Answer: You look at the waves!
This is what happens when SAR imagery from planes or satellites is used to spot illegal oil dumps. The trick is, that the radar reflectivity of the sea surface depends on the presence of surface waves of a specific wavelength. And the oil slicks look dark in SAR images, because they dampen the short waves that are abundant everywhere else on the ocean. This works even with the thin contaminations that result from ships cleaning their tanks.
So, if a thin film of oil can sufficiently dampen waves with a wavelength of several centimeters, it stands to reason that a thick floating island can easily dampen waves of many meters in length.

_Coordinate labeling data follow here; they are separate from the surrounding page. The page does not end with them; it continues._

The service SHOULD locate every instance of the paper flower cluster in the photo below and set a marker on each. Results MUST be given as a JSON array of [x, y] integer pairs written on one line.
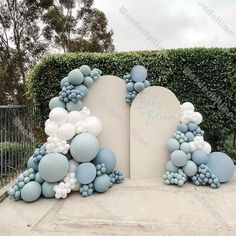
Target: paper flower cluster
[[191, 156], [71, 159]]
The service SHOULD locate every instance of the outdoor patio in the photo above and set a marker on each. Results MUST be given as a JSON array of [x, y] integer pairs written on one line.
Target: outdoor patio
[[136, 207]]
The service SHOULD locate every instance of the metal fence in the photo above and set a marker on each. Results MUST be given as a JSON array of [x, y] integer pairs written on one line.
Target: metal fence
[[16, 139]]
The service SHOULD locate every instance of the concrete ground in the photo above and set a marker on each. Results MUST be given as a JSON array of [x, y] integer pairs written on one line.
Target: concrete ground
[[136, 207]]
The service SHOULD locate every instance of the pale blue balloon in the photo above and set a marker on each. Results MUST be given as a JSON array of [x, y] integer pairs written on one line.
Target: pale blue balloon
[[86, 173], [182, 127], [88, 81], [138, 73], [139, 86], [56, 102], [107, 157], [170, 167], [173, 145], [85, 70], [75, 77], [70, 106], [190, 169], [31, 191], [199, 157], [47, 189], [102, 183], [38, 178], [84, 147], [221, 165], [63, 81], [32, 164], [53, 167], [178, 158], [130, 86], [83, 89]]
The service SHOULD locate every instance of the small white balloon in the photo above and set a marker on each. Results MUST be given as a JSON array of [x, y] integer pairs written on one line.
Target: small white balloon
[[58, 115], [66, 131]]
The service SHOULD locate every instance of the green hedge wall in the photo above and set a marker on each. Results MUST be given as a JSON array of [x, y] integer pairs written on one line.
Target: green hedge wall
[[205, 77]]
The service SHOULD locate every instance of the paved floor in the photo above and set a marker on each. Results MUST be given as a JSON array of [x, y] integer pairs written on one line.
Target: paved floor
[[136, 207]]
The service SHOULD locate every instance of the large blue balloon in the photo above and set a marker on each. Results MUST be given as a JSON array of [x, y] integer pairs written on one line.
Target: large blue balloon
[[138, 73], [86, 173], [221, 165], [53, 167], [107, 157], [31, 191], [32, 164], [102, 183], [84, 147]]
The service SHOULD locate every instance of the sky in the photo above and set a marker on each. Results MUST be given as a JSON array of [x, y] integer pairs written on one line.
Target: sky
[[162, 24]]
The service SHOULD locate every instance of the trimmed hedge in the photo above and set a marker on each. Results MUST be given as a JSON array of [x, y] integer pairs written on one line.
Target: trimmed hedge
[[205, 77]]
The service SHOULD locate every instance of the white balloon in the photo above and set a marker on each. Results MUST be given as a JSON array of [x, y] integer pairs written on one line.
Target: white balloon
[[187, 106], [74, 117], [58, 115], [66, 131], [198, 118], [93, 125], [51, 129]]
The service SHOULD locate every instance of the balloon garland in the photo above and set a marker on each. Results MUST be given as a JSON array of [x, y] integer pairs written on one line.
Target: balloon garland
[[71, 159], [191, 157]]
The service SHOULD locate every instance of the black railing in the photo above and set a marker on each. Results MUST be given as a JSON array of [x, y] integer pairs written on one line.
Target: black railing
[[17, 140]]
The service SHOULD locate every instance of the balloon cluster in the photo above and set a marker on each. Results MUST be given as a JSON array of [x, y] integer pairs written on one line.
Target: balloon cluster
[[71, 159], [135, 82], [191, 156]]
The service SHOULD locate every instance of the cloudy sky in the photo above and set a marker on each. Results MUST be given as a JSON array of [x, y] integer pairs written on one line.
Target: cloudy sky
[[156, 24]]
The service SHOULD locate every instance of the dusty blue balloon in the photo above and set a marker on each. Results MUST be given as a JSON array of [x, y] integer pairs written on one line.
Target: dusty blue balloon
[[88, 81], [70, 106], [31, 191], [178, 158], [102, 183], [85, 70], [130, 86], [83, 89], [138, 73], [170, 167], [182, 127], [190, 169], [172, 145], [221, 165], [185, 147], [32, 164], [86, 173], [190, 136], [84, 147], [63, 81], [47, 189], [199, 157], [139, 86], [56, 102], [53, 167], [75, 77], [38, 178], [107, 157], [146, 83]]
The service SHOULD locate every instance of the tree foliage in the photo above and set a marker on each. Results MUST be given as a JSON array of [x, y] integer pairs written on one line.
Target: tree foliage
[[30, 28]]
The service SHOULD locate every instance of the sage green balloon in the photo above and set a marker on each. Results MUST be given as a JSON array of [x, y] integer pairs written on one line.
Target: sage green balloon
[[75, 77], [47, 189], [56, 102], [31, 191], [70, 106], [53, 167]]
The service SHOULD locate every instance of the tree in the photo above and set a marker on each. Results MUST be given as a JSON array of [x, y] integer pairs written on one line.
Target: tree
[[20, 45], [74, 26]]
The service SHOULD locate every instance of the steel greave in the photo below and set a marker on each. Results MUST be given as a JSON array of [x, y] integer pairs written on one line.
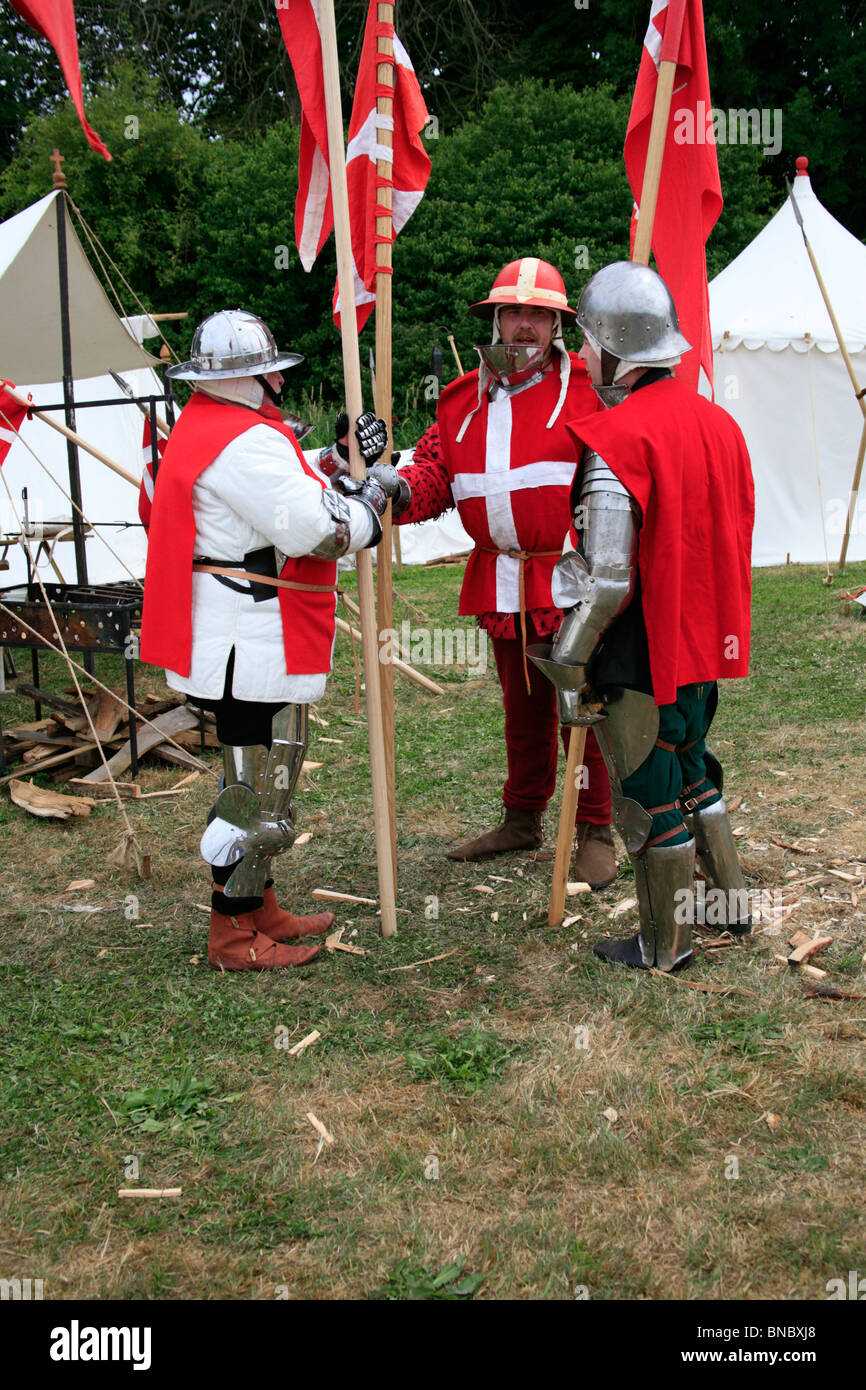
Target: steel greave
[[720, 862], [662, 875], [253, 813]]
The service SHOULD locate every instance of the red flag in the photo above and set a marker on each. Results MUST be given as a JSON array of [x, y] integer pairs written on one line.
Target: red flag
[[410, 163], [690, 192], [11, 414], [313, 209], [54, 20], [148, 480]]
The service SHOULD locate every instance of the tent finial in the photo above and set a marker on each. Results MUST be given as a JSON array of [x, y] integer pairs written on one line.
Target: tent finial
[[59, 178]]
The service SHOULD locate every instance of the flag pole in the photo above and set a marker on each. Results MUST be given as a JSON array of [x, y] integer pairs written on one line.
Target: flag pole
[[384, 260], [352, 377], [658, 131]]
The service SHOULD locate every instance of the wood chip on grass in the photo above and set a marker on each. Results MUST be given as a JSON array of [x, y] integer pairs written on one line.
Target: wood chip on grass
[[305, 1043], [149, 1193], [42, 802]]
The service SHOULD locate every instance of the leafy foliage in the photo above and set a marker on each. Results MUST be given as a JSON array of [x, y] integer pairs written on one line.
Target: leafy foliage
[[467, 1062], [410, 1282]]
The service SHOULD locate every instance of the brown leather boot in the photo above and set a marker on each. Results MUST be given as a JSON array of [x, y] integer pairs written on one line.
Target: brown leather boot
[[235, 944], [592, 858], [284, 926], [516, 830]]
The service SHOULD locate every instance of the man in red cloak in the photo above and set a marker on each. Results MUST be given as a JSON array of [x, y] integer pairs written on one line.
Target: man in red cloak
[[658, 599]]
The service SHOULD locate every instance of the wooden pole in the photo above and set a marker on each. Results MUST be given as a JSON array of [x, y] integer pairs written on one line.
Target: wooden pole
[[855, 488], [859, 394], [384, 227], [352, 377], [658, 132], [74, 437], [566, 824]]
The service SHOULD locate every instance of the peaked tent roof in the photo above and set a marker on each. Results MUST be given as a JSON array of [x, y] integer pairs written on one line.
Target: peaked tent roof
[[769, 293], [29, 305]]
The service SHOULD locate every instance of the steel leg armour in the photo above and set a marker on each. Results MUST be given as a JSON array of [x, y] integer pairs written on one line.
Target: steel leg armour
[[662, 872], [253, 813], [720, 863]]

Of course, the shore line of your floating island will go up and down with the waves, but if you go some hundred meters away from the shore, all but the largest waves should be entirely dampened out. The total dampening of a floating island should actually be more than the dampening of a rock island, because the floating island won't reflect the waves. It will actually absorb them and turn them into heat.

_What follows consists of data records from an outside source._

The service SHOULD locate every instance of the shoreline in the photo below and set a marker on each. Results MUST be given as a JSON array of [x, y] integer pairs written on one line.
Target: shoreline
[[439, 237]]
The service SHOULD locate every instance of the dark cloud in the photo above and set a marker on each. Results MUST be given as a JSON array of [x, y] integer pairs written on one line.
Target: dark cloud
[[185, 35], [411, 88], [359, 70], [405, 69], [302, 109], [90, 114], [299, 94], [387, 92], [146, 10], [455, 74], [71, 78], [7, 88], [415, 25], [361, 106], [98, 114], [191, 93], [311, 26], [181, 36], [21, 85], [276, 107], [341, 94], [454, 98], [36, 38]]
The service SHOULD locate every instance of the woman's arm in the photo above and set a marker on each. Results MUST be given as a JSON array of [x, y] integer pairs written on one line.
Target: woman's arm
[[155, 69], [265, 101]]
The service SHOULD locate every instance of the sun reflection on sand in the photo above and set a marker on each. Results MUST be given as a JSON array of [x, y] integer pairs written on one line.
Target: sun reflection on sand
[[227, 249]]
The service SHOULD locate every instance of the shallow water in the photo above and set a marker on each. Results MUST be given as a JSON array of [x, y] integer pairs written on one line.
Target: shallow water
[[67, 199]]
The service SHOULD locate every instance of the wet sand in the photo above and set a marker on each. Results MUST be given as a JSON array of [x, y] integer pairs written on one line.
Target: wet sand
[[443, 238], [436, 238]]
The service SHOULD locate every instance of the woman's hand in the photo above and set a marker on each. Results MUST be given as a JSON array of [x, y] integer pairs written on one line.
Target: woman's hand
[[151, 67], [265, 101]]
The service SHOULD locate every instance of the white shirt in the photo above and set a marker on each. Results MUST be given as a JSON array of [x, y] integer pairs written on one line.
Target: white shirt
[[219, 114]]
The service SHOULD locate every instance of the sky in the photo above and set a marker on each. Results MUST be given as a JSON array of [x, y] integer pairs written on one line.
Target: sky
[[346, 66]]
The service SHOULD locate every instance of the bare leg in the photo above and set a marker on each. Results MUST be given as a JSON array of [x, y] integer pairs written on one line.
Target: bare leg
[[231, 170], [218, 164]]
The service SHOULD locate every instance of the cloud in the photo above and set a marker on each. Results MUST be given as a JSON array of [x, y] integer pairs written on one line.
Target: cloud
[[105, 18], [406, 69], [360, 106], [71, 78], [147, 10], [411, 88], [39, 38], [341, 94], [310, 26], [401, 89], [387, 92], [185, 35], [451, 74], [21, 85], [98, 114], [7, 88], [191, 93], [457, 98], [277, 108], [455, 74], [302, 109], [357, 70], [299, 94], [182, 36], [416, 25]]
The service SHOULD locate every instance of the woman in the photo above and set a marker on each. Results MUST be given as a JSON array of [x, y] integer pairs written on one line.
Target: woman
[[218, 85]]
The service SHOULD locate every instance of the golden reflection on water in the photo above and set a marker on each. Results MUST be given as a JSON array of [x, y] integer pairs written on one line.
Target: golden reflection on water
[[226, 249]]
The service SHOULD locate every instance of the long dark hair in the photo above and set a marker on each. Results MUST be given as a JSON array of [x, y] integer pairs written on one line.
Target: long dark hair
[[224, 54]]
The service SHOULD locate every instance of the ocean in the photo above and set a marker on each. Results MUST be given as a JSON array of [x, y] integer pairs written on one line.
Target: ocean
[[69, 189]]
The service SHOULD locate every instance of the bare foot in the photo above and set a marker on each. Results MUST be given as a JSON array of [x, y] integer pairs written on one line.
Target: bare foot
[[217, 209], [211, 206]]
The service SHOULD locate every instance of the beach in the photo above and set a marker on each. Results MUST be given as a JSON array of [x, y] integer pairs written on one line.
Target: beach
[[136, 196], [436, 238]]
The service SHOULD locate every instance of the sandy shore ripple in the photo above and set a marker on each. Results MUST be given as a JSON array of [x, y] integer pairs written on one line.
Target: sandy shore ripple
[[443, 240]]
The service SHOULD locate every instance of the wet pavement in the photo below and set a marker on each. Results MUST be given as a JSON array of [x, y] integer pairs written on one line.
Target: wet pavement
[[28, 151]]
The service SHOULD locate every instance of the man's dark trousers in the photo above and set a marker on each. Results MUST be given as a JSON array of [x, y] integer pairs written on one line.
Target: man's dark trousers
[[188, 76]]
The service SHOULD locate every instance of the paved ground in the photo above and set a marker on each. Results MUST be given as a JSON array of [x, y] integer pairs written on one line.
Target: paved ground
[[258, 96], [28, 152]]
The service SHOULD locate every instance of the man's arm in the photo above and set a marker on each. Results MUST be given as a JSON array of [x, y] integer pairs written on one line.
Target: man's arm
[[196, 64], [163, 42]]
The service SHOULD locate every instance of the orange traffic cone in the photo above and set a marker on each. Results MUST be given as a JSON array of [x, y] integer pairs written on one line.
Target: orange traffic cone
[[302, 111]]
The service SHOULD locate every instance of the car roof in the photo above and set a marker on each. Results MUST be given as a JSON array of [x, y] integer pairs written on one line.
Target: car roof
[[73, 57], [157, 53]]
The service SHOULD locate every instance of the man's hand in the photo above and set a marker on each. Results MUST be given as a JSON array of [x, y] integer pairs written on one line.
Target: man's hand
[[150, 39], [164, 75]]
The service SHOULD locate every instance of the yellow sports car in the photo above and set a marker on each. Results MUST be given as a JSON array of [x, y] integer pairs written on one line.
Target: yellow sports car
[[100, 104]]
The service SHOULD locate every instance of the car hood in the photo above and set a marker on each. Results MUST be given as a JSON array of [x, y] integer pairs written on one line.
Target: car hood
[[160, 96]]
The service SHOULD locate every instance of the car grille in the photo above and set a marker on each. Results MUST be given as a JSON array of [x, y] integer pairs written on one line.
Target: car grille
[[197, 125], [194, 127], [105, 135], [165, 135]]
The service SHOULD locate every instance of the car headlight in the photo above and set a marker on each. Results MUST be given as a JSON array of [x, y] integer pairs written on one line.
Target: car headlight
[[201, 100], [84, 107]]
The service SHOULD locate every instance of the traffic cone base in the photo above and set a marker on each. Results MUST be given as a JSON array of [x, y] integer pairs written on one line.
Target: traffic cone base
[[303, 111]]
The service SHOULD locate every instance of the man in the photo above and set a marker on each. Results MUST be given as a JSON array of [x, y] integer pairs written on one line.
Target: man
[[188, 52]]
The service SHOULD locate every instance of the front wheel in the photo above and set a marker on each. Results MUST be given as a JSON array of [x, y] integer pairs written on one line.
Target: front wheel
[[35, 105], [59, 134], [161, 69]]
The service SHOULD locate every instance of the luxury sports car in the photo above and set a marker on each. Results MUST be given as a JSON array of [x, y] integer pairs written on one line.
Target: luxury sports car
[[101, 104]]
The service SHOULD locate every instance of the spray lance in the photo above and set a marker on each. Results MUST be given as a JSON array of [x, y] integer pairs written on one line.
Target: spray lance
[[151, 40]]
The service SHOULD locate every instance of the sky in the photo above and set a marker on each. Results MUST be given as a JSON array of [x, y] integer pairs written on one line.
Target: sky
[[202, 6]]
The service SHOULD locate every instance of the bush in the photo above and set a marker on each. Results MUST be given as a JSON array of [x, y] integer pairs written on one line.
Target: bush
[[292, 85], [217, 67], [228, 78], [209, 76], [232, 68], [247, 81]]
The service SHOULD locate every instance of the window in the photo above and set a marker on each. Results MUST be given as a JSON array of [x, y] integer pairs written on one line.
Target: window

Tsunamis are no threat to floating islands, by the way: Tsunamis are waves with extremely long wavelengths. They only become dangerous when their wavelength is reduced by the low water depths near shores. As long as there is enough water beneath a floating island, it will just move a bit up and down when a tsunami passes underneath.
Storms are a big problem for your floating islands, though. Hurricanes have immense power, and they will tear at the trees on the floating islands. And with the high equatorial temperatures, you have to expect many strong hurricanes. The hurricanes will threaten to tear your floating islands apart.

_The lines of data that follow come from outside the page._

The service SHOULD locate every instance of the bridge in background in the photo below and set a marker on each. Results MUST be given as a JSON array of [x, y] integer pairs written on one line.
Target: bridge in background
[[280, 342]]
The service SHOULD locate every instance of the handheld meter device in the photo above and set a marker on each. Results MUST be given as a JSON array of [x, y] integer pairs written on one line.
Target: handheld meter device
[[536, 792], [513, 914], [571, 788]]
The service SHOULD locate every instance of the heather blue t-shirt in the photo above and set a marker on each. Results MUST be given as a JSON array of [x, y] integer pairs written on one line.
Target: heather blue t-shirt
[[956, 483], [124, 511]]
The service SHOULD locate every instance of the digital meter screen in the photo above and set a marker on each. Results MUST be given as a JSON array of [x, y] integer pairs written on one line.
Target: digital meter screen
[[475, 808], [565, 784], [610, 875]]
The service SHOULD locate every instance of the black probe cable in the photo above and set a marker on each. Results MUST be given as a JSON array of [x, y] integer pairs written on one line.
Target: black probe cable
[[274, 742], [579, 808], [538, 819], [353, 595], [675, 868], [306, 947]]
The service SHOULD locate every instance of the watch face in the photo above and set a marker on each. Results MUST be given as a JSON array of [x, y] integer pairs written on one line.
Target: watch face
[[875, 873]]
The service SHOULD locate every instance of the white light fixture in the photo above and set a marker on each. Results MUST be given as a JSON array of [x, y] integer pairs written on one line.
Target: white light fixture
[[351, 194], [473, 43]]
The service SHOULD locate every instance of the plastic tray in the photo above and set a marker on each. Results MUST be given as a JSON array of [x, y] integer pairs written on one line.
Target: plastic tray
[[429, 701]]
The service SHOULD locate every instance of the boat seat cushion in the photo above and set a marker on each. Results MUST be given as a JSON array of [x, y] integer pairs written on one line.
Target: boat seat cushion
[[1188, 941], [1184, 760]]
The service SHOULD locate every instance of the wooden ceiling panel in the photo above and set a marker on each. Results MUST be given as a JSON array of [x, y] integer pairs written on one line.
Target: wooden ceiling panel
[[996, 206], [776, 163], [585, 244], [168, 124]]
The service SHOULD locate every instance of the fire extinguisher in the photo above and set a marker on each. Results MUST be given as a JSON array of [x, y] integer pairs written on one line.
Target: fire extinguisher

You might work around this problem by suggesting that the floating islands consist of plants with extra long horizontal roots, which actively entangle themselves with each other. They actually evolved to stabilize the floating islands. If you have a several meters thick layer of entangled roots, you should get some robustness against even hurricanes. This should work out, since the forces exerted on land by storms are similar for nearby points: The whole island will feel an enormous amount of force acting in a certain direction, but the forces trying to tear the island apart will be orders of magnitude smaller.
The greatest danger to your floating islands, however, is that they will drift between different climate zones. The ecosystem of the floating islands needs to be able to survive drastic climatic changes. They need to be able to strive with hot, wet, equatorial weather, as well as with dry sunny weather, or frosty conditions, changing on a timescale of years.
How you adapt your flora and fauna to this, is up to you. I wouldn't think, its impossible to do, but it requires some thought to come up with a sketch of an ecosystem that can tolerate such drastic climate changes. Maybe some species will drastically change their appearance with the changing climate, while some others will become extinct outside of their home climate and only survive in the form of spores. This could lead to quite some interesting dynamics, imho.